La recherche d’autres moyens d’exprimer ce mécontentement, généralement par des manifestations, oppose les dirigeants aux citoyens, ce qui entraîne souvent de violentes mesures de répression à l’encontre des manifestants et des activités politiques. L’instabilité et la grogne qui en résultent, conduisent la plupart du temps à l’instauration de l’état d’urgence ou rendent le pays ingouvernable, ce qui permet à des éléments des forces militaires, également mécontents, de s’immiscer dans la vie politique. Ils accusent alors le dirigeant déchu d’avoir mal géré le pays ou les processus électoraux.

Au Gabon, les tensions ont atteint leur paroxysme lorsque les résultats du processus électoral si contesté ont été proclamés et que la victoire de Bongo a été prononcée. En Guinée, l’assassinat de 21 personnes au cours des désordres qui ont suivi les élections controversées a conduit à la prise de pouvoir par l’armée.

Il est difficile d’établir une relation directe de cause à effet entre les modifications constitutionnelles et les coups d’État militaires. Ce que l’on peut néanmoins affirmer, c’est que la complexité des problèmes déclenchés par les coups d’État constitutionnels crée des conditions qui facilitent l’ingérence d’acteurs militaires dans tout contexte politique vulnérable.

Quelles considérations politiques pour le CPS ?

Pour lutter contre les coups d’État en Afrique, le Conseil de paix et de sécurité (CPS) doit d’urgence traiter les manipulations constitutionnelles avec la même sévérité que les coups d’État militaires. Dans la plupart des cas, ces manipulations forment le contexte qui, associé à d’autres facteurs, encourage les auteurs de coups d’État à intervenir.

Compte tenu de la prévalence des amendements constitutionnels et de la facilité avec laquelle ils sont manipulés, le CPS doit appeler à la finalisation rapide du processus d’élaboration des lignes directrices de l’UA en matière d’amendements constitutionnels. Celles-ci serviront de plan directeur pour promouvoir et façonner des amendements novateurs et constructifs.
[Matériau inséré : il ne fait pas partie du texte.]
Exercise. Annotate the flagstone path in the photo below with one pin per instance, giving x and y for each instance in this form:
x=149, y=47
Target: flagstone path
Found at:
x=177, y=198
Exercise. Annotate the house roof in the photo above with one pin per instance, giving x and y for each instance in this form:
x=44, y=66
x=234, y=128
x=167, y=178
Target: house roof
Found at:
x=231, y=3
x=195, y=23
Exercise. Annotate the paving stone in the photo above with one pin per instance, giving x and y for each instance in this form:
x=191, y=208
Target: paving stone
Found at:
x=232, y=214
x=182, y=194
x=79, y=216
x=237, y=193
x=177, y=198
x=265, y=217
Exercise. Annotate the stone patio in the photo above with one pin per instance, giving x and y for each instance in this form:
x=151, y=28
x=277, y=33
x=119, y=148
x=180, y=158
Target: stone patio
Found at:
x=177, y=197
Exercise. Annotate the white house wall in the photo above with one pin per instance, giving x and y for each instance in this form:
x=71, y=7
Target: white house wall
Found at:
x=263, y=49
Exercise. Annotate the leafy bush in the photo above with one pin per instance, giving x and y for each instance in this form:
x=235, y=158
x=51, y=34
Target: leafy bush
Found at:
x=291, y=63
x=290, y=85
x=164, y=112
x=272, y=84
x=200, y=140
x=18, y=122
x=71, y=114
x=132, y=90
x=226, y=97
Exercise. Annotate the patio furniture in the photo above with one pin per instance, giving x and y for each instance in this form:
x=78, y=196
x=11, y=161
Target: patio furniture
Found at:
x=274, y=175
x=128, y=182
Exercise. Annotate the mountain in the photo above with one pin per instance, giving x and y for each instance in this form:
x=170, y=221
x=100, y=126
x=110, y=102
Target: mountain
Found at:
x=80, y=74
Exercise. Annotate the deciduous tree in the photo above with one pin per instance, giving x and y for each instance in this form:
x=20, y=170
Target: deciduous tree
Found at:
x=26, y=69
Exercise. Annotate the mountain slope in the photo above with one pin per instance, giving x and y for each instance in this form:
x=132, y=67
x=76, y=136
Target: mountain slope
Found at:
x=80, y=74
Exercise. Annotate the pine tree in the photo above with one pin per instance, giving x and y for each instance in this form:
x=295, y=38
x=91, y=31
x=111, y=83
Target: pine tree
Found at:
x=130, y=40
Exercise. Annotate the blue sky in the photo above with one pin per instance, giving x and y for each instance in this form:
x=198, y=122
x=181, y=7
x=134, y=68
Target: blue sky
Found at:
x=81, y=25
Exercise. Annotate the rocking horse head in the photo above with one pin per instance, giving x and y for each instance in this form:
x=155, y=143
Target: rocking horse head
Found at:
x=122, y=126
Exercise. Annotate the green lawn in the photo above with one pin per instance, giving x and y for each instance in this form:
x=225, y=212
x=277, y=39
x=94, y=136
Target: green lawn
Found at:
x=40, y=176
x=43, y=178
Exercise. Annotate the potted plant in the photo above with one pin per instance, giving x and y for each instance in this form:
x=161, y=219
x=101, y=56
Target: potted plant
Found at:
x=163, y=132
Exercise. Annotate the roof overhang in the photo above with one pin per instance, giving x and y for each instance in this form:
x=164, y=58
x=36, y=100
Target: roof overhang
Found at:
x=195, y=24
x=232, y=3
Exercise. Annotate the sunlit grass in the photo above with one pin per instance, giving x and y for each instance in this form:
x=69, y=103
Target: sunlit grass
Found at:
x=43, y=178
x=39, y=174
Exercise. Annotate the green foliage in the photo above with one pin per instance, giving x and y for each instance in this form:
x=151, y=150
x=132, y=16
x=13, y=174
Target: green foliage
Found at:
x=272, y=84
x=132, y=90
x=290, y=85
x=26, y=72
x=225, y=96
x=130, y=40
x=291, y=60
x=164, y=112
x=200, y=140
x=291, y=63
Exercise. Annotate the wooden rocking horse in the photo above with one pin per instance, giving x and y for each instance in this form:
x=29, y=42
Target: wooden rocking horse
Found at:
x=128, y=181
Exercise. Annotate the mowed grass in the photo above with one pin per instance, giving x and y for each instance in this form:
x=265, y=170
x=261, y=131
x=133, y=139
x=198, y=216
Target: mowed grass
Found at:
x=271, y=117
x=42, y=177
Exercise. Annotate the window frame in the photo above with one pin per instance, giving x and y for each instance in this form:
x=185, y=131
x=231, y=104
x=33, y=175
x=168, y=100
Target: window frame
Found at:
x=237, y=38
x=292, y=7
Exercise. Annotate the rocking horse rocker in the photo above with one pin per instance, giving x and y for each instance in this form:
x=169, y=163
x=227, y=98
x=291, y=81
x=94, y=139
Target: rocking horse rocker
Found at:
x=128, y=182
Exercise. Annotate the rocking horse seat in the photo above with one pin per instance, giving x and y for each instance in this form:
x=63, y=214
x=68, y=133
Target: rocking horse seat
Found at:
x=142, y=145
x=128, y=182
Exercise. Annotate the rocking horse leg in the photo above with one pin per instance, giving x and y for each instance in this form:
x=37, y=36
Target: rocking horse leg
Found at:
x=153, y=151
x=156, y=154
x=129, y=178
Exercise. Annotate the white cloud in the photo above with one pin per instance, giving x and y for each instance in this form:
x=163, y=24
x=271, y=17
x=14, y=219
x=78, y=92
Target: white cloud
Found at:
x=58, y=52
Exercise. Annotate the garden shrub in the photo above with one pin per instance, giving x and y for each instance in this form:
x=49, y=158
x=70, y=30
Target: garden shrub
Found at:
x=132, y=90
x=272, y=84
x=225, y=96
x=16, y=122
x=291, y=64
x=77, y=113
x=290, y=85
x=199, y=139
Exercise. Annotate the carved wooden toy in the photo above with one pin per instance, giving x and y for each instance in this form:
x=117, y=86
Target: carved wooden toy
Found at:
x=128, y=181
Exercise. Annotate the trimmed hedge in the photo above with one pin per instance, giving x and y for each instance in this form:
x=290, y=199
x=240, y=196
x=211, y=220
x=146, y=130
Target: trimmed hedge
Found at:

Reconnaissant les dangers des manipulations constitutionnelles, toute tentative signalée par les structures régionales et continentales d’alerte précoce devrait immédiatement inciter le CPS à agir. Celui-ci doit alors faire appel aux bons offices du président ou du commissaire à la paix et à la sécurité, des envoyés spéciaux et des membres du groupe des sages pour aborder le problème avec les dirigeants concernés.